Assuming you have made sure the server are running with failover and you have bought
yourself a SCSI-raid
configuration with a Y connection (that is the disk are connected to two systems), the
largest risk of failure
is the database server. If however orion could automatically switch on some sort of
connection timeout from
one server to another, you can solve this problem almost to easy.
This stil leaves you with a number of risks like:
- write failure of the db-software corrupting your database.
- program logic failures.
- site disaster (fire, flooding, tornado etc.).
- human error.
Depending on the sort system I guess, I could live with that.
Frank
On Wednesday, October 11, 2000 11:37 PM, David Kinnvall [SMTP:[EMAIL PROTECTED]]
wrote:
> Hi!
>
> On Wed, 11 Oct 2000, Robert Krueger wrote:
>
> [description of budget-friendly Orion setup - snip]
>
> > sounds very nice but what about the database? how do you cluster that
> > without spending an arm and a leg? our experience is, that it's not that
> > hard to set up clustered web services with static pages and servlets but
> > the really expensive part is, when you want that high availability for your
> > database. it doesn't buy you much if you have highly available ejbs when
> > the database server goes down. many people use clustered apache/jserv on
> > linux and cheap pc-hardware for high volume transactional websites but have
> > a large enterprise sun running oracle in the back. anyone out there running
> > a configuration with orion that includes a database with failover that
> > doesn't blow up the budget too much (compared to other components)?
>
> Ah. Deja Vu. :-) I'm involved with a startup company here in Sweden,
> and considering Orion as app server we are also contemplating what
> non-arm-and-a-leg-spending ways there are to enable a database for
> failover and load-balancing functionality.
>
> We are looking at either PostgreSQL, InterBase, SAP-DB or MySQL (yeah,
> I know) as our database. We have not seen any currently freely available
> solutions for failover for either of those (anybody?). So, we are thinking
> about implementing something by ourselves. Nothing definite so far, but:
>
> - The synchronizing of data will be done on the application-level, not
> by the database servers themselves. See below.

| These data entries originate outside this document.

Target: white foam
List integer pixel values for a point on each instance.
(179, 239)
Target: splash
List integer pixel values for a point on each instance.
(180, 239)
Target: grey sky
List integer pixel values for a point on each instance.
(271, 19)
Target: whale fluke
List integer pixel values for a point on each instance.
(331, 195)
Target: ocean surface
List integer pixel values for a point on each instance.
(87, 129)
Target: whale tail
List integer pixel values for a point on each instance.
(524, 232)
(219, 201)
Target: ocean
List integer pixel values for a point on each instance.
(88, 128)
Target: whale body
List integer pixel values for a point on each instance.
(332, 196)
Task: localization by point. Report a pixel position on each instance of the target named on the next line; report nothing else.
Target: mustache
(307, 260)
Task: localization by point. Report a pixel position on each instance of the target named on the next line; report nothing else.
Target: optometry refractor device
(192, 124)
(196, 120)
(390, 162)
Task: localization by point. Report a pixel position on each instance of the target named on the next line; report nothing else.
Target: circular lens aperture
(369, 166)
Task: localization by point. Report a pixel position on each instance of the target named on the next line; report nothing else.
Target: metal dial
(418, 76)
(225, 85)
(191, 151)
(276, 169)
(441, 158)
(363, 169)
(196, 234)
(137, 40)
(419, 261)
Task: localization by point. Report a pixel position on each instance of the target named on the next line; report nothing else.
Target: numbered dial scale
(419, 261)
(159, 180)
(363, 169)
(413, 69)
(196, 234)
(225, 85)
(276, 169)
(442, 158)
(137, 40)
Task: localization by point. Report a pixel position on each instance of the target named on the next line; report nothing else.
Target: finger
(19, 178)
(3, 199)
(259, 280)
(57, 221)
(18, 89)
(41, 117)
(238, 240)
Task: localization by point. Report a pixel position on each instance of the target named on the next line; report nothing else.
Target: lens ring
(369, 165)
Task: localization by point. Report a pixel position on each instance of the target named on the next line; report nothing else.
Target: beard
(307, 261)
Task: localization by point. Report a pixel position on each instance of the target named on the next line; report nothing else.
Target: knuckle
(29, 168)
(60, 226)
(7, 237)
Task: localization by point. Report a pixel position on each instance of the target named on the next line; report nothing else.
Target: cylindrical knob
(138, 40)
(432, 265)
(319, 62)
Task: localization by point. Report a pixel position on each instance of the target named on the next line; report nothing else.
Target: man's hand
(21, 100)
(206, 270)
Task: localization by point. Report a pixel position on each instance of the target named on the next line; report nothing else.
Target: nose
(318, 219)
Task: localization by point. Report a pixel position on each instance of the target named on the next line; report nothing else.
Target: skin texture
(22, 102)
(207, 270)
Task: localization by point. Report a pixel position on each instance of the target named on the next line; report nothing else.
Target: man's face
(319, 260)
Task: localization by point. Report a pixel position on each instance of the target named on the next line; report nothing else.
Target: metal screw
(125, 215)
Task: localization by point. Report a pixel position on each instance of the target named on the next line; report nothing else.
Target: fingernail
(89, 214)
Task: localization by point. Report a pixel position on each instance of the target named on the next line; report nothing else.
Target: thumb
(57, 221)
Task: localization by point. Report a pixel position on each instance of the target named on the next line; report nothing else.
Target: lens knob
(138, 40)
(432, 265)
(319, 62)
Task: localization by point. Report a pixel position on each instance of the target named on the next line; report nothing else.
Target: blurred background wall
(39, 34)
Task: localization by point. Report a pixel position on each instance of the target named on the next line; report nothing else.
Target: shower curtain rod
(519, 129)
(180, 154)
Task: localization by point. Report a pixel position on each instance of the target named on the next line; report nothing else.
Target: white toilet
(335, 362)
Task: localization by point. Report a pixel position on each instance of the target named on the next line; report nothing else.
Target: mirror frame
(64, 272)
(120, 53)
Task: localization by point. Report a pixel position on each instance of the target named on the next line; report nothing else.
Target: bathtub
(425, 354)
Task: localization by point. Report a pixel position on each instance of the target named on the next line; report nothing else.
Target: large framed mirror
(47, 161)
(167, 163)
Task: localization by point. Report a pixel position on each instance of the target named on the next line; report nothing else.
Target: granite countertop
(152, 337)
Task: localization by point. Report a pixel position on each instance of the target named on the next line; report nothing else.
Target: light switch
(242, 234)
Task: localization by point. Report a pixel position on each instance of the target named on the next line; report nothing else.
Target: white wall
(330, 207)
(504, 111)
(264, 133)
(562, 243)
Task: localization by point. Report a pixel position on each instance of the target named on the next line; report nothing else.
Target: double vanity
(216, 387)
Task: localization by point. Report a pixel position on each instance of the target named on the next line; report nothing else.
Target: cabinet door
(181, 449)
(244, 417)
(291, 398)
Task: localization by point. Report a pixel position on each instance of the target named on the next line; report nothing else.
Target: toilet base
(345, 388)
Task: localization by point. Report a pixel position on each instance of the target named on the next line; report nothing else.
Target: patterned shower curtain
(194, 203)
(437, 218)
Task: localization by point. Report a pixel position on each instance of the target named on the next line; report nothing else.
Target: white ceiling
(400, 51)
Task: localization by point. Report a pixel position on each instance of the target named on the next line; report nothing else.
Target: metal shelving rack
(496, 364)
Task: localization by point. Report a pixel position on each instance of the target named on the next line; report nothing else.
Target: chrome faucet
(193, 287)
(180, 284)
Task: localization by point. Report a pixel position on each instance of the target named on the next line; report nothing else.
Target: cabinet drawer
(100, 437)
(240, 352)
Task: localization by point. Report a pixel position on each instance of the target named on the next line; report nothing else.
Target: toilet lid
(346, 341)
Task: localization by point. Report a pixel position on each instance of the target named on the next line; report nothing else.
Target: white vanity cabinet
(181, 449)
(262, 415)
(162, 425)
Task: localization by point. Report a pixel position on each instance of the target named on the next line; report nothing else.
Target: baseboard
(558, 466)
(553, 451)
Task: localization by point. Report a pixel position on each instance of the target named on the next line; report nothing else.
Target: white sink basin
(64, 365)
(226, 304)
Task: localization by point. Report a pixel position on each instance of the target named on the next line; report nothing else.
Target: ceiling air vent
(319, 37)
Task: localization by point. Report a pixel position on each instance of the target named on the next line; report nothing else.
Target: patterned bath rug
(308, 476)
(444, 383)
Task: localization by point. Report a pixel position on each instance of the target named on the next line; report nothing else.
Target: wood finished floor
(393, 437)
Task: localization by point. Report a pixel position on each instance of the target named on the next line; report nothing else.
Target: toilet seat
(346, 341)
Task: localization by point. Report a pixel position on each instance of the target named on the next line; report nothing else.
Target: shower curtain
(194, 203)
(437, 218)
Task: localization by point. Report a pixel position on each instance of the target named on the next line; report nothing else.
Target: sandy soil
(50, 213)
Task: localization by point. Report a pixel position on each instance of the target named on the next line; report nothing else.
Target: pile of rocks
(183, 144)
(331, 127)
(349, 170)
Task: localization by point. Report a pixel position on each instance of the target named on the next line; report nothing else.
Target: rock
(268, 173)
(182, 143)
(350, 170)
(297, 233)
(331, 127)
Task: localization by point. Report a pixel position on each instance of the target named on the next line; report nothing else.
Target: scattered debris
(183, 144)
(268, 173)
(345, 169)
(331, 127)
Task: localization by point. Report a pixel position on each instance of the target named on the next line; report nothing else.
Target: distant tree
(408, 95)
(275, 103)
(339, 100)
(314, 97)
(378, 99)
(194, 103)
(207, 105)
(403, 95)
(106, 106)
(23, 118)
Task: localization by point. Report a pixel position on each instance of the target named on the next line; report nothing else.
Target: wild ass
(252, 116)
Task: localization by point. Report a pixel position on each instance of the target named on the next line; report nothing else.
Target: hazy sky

> - We'll avoid numeric sequences for record keys to make this easier.
> We will implement some unique key-generation scheme based on whatever
> is needed to make keys unique but still not rely on strict monotone
> numeric sequences or similar ( md5(table_name+timestamp()), perhaps? ).
> - We'll code a DB-abstraction layer that takes care of executing
> all update queries against all configured database servers and
> all read queries against one of them known to be alive and lightly
> loaded (or not recently accessed, or some other scheme).
> - I guess that if we need database-specific stuff such as stored
> procedures or similar we need to use the same database software
> for all failover machines.
> - If we stay away from database-specifics we could possibly allow
> failover between different database products. Would be cool.
> Using straight, standard SQL, could make this feasible.
>
> These are very premature thoughts, we are getting closer to the
> planning and design stage, but we haven't actually started yet.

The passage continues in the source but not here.